I had a library, too – a great, grand,
wide library. Mundane things like frogs and roses aside, my library
wasn’t... ah... normal. Technically, when you stepped into the room
between my lounge and bedroom, you came upon a rip in the
space-time continuum. A rip that took you to any library that had
existed on Earth: the Library of Congress, the Library of
Alexandria, and every public library you could think of. I would
grab a great handful of books after making my dinner and before
sitting down in my lounge room, and every night I would read
through them all.
It was how I liked to live my life. Or
rather, it was how the divine quality of details and facts
established itself within me.
Not all gods were like me. There were a few
gods and goddesses who had been granted permanent residency on
Earth. Some of them chose to live like hermits in the forest,
flitting through the darkened ruins of their once great temples.
Still others abandoned the old for the new and became rich – but
apparently ordinary – women and men of power and play.
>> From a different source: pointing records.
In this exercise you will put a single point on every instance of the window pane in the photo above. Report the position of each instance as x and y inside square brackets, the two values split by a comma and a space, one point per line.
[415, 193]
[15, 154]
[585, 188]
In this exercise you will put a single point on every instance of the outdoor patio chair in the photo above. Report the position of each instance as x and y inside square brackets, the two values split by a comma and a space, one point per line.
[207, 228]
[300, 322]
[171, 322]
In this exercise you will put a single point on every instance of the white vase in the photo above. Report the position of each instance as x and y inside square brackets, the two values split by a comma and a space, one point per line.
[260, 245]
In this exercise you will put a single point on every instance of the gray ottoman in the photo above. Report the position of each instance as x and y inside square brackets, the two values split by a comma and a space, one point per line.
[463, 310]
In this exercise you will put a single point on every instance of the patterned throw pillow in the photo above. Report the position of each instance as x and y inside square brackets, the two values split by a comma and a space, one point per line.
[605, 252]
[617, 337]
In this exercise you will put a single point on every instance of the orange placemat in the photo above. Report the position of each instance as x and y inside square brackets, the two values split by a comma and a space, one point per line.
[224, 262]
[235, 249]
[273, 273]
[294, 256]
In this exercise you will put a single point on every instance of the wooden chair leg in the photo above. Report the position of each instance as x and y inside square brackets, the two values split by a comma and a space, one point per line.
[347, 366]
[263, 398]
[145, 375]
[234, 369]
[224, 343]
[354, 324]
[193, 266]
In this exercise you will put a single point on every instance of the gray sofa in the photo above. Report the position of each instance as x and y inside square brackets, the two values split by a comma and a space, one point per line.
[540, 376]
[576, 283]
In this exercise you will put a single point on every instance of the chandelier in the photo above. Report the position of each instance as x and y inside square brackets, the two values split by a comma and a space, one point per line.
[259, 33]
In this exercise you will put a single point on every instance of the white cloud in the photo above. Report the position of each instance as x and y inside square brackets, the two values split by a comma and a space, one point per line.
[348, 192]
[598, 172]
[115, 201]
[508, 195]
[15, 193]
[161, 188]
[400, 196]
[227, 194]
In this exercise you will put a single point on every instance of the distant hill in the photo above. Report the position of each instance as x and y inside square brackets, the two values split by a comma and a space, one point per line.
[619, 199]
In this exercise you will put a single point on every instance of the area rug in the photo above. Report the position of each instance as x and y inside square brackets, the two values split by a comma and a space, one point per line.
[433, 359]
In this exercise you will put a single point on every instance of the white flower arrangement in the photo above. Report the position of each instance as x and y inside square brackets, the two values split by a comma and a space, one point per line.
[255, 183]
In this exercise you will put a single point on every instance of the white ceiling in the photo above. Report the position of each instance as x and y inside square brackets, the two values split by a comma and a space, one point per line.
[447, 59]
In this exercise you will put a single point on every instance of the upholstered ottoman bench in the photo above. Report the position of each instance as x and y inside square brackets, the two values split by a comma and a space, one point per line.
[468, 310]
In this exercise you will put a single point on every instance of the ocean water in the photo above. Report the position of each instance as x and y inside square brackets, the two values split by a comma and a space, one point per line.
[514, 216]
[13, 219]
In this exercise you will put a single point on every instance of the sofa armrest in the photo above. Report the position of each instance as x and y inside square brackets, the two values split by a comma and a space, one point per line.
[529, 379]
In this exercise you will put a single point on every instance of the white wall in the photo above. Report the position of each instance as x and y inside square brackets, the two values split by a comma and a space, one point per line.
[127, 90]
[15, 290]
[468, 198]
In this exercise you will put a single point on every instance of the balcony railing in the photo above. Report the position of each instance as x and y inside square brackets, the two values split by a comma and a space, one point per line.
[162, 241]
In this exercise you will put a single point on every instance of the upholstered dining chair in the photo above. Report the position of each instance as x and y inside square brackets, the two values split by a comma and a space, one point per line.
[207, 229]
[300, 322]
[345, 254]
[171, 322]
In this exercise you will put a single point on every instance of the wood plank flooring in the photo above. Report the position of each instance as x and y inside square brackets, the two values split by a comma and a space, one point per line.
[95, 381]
They didn’t, however, break the rules.
While using your godly powers to create small space-time rifts in
your living room didn't break them, the rules forbade direct
interference with the human populace. That would break the rule of
Freedom of the Will. The rule which stated all creatures – all
beings, from slime molds to birds to humans to non-corporeal energy
entities – had the freedom to choose the ultimate direction of
their lives. Break that rule – interfere in such a way that a
person loses their freedom – and you go straight to Divinity
Prison.
There were other rules, too. The business
of keeping Earth safe was an important one. There were a great many
burgeoning life forms on this planet, all trying to figure out
their place in the universe. Despite a god or goddesses’ ultimate
predilection – be it to wisdom, death, or war – they had to
safeguard the sanctity of life. These days that meant staying out
of things and letting all those entities figure it out for
themselves.
Us gods and goddesses were still creatures
and still had rights, though. If a god of war wanted to visit a
temple of peace on some far-off planet, he could – as long as he
didn't get creative halfway through his holiday and start carving
up the monks for some light exercise.
As long as people respected the rules of
integration – and people included gods – they were free to go
anywhere and explore whatever experiences they may.
All you had to do was accept to live and
behave in accordance with the rules. Yes, that often meant leaving
the golden chariots pulled by man-sized scarabs at home, along with
your marching army of dead and angry warriors. But it wasn't all
bad. You could bake pies, you could read books, you could walk on a
street full of humans and watch their expressions, emotions, and
lives – all without anyone knowing who or what you were.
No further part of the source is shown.